If you accept the thesis, some practical consequences follow, and they run against common habits. Building well comes down to four moves:

  1. Decide what your product must guarantee before you decide anything about the model. The sharpest design question is: which outputs are guaranteed, and by what? Answer that first and the architecture largely designs itself — the guaranteed outputs define your ground-truth layer, and everything else is free to be probabilistic.
  2. Push work down, not up. When you find yourself trying to make the model handle something exact — reconciling figures, enforcing a policy, applying a rule — that's a signal the work belongs in ground truth. Solving reliability problems with a better prompt is usually a misplaced-role problem in disguise.
  3. Invest in the execution seam disproportionately. Most teams spend their effort on the model and the interface. The seam between reasoning and ground truth — input validation, the constrained operation set, verification before execution — is where trust is actually manufactured, and it's chronically under-built because it's invisible when it works.
  4. Separate deterministic computation from domain knowledge. Exact rules and formulas are one thing; retrieved knowledge, heuristics, and context are another — and the latter isn't always deterministic, nor always something that sits below the model. Knowing which is which for your domain is most of the work.

The honest caveat

Three-role diagrams are everywhere and cheap, and most of them die on a slide because they're too clean to survive being used. This one earns its place only if you carry the thesis with it — that trustworthiness comes from shrinking the guarantee's dependence on the model, not from perfecting it. Without that principle, "presentation, reasoning, ground truth" is just another box diagram.

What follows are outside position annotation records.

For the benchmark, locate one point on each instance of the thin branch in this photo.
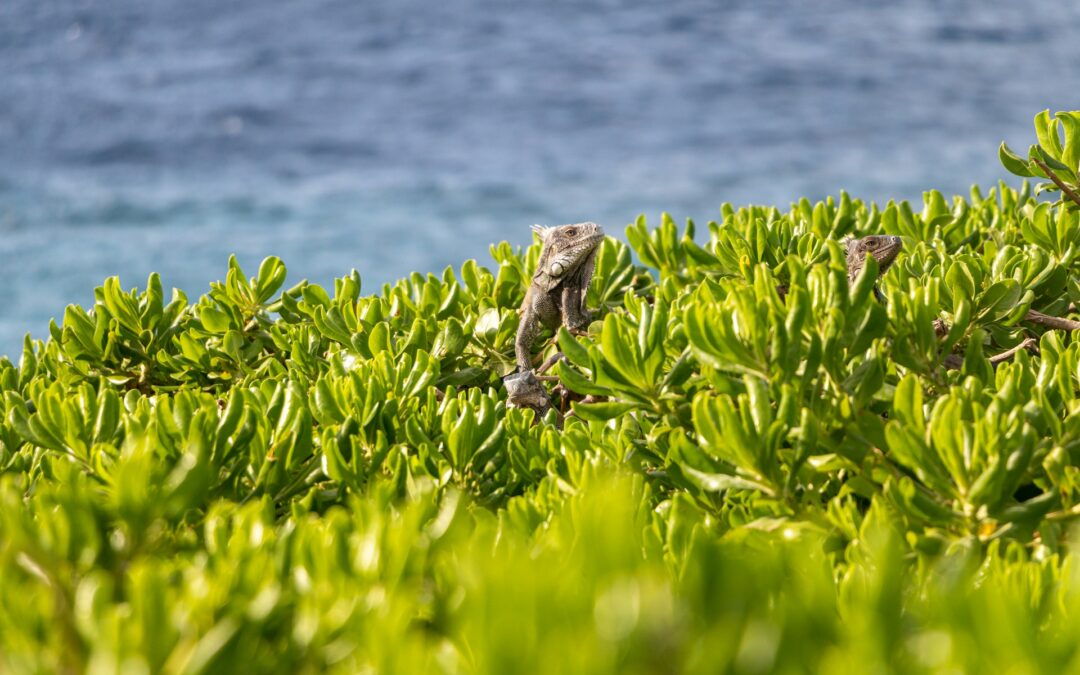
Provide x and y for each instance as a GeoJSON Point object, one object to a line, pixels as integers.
{"type": "Point", "coordinates": [955, 362]}
{"type": "Point", "coordinates": [1052, 322]}
{"type": "Point", "coordinates": [1008, 353]}
{"type": "Point", "coordinates": [1061, 184]}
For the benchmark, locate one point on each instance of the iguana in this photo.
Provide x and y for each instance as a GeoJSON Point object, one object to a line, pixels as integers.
{"type": "Point", "coordinates": [557, 291]}
{"type": "Point", "coordinates": [883, 247]}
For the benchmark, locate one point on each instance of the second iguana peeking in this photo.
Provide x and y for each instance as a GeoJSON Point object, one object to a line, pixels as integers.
{"type": "Point", "coordinates": [557, 291]}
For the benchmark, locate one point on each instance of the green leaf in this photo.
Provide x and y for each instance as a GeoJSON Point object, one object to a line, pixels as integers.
{"type": "Point", "coordinates": [1013, 163]}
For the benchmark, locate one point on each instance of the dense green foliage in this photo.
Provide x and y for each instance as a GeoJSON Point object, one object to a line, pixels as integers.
{"type": "Point", "coordinates": [295, 480]}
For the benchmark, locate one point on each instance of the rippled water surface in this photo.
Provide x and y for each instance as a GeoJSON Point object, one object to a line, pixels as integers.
{"type": "Point", "coordinates": [151, 135]}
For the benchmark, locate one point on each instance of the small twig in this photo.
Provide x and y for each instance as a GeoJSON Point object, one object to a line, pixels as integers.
{"type": "Point", "coordinates": [955, 362]}
{"type": "Point", "coordinates": [1052, 322]}
{"type": "Point", "coordinates": [550, 362]}
{"type": "Point", "coordinates": [1061, 184]}
{"type": "Point", "coordinates": [1008, 353]}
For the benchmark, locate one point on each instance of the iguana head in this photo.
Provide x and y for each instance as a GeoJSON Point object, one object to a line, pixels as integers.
{"type": "Point", "coordinates": [883, 247]}
{"type": "Point", "coordinates": [566, 248]}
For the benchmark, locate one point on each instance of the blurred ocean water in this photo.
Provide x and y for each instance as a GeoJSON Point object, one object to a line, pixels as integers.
{"type": "Point", "coordinates": [151, 135]}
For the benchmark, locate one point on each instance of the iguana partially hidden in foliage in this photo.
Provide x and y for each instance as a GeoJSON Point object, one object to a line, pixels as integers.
{"type": "Point", "coordinates": [557, 291]}
{"type": "Point", "coordinates": [883, 247]}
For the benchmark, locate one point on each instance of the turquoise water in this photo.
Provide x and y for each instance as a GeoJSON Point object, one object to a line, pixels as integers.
{"type": "Point", "coordinates": [144, 135]}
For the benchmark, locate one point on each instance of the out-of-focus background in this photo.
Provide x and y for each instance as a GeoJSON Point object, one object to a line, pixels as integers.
{"type": "Point", "coordinates": [153, 135]}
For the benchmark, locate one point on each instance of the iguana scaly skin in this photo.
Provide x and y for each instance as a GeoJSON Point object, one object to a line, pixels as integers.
{"type": "Point", "coordinates": [883, 247]}
{"type": "Point", "coordinates": [525, 391]}
{"type": "Point", "coordinates": [557, 291]}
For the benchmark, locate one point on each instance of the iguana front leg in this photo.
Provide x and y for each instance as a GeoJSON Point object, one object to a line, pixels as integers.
{"type": "Point", "coordinates": [576, 316]}
{"type": "Point", "coordinates": [539, 311]}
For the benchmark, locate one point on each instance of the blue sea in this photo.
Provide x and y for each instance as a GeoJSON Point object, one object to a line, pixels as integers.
{"type": "Point", "coordinates": [153, 135]}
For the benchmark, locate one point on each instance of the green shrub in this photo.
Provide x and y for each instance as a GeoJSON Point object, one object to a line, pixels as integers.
{"type": "Point", "coordinates": [309, 480]}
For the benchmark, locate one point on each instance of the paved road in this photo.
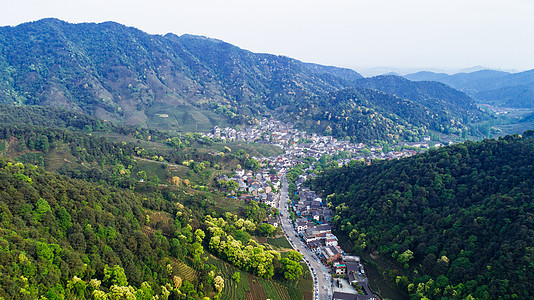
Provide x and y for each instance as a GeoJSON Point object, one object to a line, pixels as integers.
{"type": "Point", "coordinates": [322, 281]}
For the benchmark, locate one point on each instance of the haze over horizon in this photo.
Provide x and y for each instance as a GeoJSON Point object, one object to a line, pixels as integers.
{"type": "Point", "coordinates": [406, 36]}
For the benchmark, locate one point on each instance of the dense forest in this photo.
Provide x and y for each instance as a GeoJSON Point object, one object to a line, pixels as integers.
{"type": "Point", "coordinates": [103, 225]}
{"type": "Point", "coordinates": [79, 146]}
{"type": "Point", "coordinates": [458, 219]}
{"type": "Point", "coordinates": [492, 87]}
{"type": "Point", "coordinates": [187, 82]}
{"type": "Point", "coordinates": [373, 116]}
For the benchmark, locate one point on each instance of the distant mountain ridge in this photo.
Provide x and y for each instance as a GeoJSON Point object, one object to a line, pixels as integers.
{"type": "Point", "coordinates": [122, 74]}
{"type": "Point", "coordinates": [488, 86]}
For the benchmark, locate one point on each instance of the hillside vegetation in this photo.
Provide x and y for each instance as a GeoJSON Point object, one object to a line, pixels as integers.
{"type": "Point", "coordinates": [124, 221]}
{"type": "Point", "coordinates": [497, 88]}
{"type": "Point", "coordinates": [191, 83]}
{"type": "Point", "coordinates": [459, 219]}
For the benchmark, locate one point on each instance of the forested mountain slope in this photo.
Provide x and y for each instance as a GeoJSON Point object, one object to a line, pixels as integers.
{"type": "Point", "coordinates": [115, 71]}
{"type": "Point", "coordinates": [459, 218]}
{"type": "Point", "coordinates": [489, 86]}
{"type": "Point", "coordinates": [180, 83]}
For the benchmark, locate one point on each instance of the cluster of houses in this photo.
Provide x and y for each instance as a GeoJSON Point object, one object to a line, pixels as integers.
{"type": "Point", "coordinates": [300, 144]}
{"type": "Point", "coordinates": [260, 186]}
{"type": "Point", "coordinates": [313, 225]}
{"type": "Point", "coordinates": [313, 217]}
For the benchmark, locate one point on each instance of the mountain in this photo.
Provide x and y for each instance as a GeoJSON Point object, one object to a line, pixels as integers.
{"type": "Point", "coordinates": [458, 219]}
{"type": "Point", "coordinates": [127, 215]}
{"type": "Point", "coordinates": [437, 97]}
{"type": "Point", "coordinates": [116, 72]}
{"type": "Point", "coordinates": [488, 86]}
{"type": "Point", "coordinates": [177, 83]}
{"type": "Point", "coordinates": [363, 114]}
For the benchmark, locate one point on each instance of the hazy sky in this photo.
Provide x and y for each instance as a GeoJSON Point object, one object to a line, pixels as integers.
{"type": "Point", "coordinates": [449, 34]}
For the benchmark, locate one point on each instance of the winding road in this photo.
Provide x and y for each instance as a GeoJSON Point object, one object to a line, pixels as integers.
{"type": "Point", "coordinates": [322, 281]}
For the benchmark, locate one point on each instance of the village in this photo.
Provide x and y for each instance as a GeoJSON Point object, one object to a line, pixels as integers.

There is also a real cost. Building a strong ground-truth layer and a disciplined execution seam is slower and less glamorous than shipping a chat interface over a model. Enterprises that want the demo will resent the work. But the demo is not the product. The product is the thing a customer, an auditor, or a regulator can rely on — and reliance is precisely what a language model cannot provide on its own, and precisely what a well-drawn deterministic layer can.

The enterprises that win the AI era will not be the ones with the best model access. Everyone will have that.

They will be the ones who were most disciplined about what they refused to let the model be responsible for.